Sunday, March 27, 2011
Unemployment, the economic crisis, negative press and of course the reluctance of our national political elites to let go of power, have seriously damaged the orientation and the purpose of this cause recently.
So far they attempted to create a pan-European identity or culture based on the American model. A United States of Europe, inspired and copied from USA. Our leaders try to integrate the populations of Europe following the American "panacea".
In my opinion instead of trying to "Americanize" Europeans, it would be better to "Europeanize" them! Why make them feel less for their national history, heritage, music, culture and lifestyle? It would be better to project each others' cultural elements on each other!
One way of achieving the above is by teaching European history and the benefits or obligations of EU membership to all our pupils, in schools across the continent. In this way, we create engaged and conscious EU citizens as soon as they leave school, instead of having an apathetic population.
If we explain to our students how the EU works and what it does for them, then not only they would be informed but also be able to take advantage of their EU citizenship. Then populism and nationalism could not settle as easy in their conscience.
European history with all its bad and good pages, is what unites us and we should learn from it. Our collective history shaped the continent, but our individual shaped each nation. I think the best way to understand each other and learn about each others shortfalls, is to actually examine both our collective and national history.
So that we will be able to reach to the root of a problem in each country and potentially even solve it, while working together.
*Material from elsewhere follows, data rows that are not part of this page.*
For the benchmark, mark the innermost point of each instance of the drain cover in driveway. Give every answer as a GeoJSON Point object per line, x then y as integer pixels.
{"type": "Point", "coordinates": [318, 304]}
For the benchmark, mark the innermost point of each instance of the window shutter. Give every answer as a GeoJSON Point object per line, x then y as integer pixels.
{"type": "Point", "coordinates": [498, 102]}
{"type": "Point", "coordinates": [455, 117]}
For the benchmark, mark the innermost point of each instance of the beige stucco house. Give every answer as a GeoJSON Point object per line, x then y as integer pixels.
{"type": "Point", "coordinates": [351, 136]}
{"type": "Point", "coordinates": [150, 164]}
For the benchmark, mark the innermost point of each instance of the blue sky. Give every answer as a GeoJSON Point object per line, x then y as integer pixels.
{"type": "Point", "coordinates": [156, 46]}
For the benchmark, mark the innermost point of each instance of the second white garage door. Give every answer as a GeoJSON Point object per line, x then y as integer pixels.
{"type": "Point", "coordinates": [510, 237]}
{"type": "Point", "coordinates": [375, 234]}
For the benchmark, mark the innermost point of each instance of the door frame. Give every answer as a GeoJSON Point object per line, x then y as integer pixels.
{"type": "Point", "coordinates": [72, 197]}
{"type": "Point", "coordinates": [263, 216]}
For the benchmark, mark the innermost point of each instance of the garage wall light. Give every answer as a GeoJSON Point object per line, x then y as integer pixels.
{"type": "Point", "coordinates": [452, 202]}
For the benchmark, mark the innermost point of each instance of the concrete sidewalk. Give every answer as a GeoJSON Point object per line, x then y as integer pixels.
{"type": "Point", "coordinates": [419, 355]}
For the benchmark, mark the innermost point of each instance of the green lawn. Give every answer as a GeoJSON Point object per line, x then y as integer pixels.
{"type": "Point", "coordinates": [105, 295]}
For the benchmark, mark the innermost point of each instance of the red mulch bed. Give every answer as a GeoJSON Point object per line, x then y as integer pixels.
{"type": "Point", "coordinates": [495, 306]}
Share knowledge and experience to sooth any differences and inequality that stand in the way of further integration.
How do you expect to integrate 27 (and soon more) total strangers? Before the Soviet block collapsed, my generation hardly knew that countries like Latvia or Estonia even existed. We never learned anything about them because they were in the Soviet block. Suddenly they regain their independence and they join the EU.
But all I remember of them when I was in school is that these countries were located where the U.S.S.R started on the map. How many of the European population really saw 2004 as the year of European reunification? How many knew the history of those "new" nations? It is not as if Lithuania suddenly sprang out of Russia. But people just saw them as poor ex-communist populations that joined EU to work for us or receive subsidies by our hard earned taxes!
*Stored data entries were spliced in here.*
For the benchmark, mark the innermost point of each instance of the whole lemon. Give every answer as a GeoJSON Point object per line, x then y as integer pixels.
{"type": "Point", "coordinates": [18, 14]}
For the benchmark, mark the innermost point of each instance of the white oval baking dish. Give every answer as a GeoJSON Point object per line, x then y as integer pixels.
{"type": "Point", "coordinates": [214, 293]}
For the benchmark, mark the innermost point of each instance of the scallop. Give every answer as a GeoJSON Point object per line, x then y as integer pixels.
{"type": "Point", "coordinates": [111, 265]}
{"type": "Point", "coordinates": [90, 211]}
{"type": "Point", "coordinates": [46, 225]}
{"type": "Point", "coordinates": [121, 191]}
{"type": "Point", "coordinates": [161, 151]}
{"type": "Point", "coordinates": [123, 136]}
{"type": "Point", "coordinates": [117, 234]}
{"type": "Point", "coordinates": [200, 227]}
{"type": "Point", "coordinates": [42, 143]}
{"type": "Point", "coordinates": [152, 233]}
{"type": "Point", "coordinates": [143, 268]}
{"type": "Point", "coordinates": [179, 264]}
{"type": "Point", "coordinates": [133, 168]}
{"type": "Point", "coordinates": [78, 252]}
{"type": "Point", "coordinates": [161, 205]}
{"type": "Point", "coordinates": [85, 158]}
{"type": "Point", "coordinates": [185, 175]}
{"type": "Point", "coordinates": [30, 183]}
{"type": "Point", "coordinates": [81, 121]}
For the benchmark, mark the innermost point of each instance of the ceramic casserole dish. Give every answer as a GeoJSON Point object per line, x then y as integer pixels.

If we studied about our history and each others culture, we would both keep our national heritage, but also project it to another 500 million Europeans across the continent. And of course enrich our culture with another 27 elements!
So far not only we failed to promote European integration, but we failed to integrate the immigrants in our societies too. Many European countries are struggling to integrate their immigrant populations. Instead of having separate religious schools for immigrant youths, we should be putting our kids together from a young age, not segregate them. Religion should be taught in a more generic and academic/philosophical content, instead as a dogma that must be followed.
In the case of other European immigrant children, we could promote a more multilingual education. Why set up separate language schools that youngsters must attend to learn their native language, but not have optional classes within the state schools in areas with high populations of expatriates? They could opt in for classes of their mother tongue in the same school for example.And not just them, but any student that wished to learn a new language.
The teachers of those classes could come from any EU country but should be employed by the state that the immigrants reside in. So far in most cases, it is the responsibility of the country of origin to send teachers to the expatriate populations across Europe. Why we make immigrant children feel different from a young age?
To conclude, European integration must go hand in hand with the education of its youth. Being a pupil in a European school should be an exciting learning experience, that offers the best qualifications for the future. But also exposes the young in a more collective way of thinking, cosmopolitanism, tolerance and active citizenship.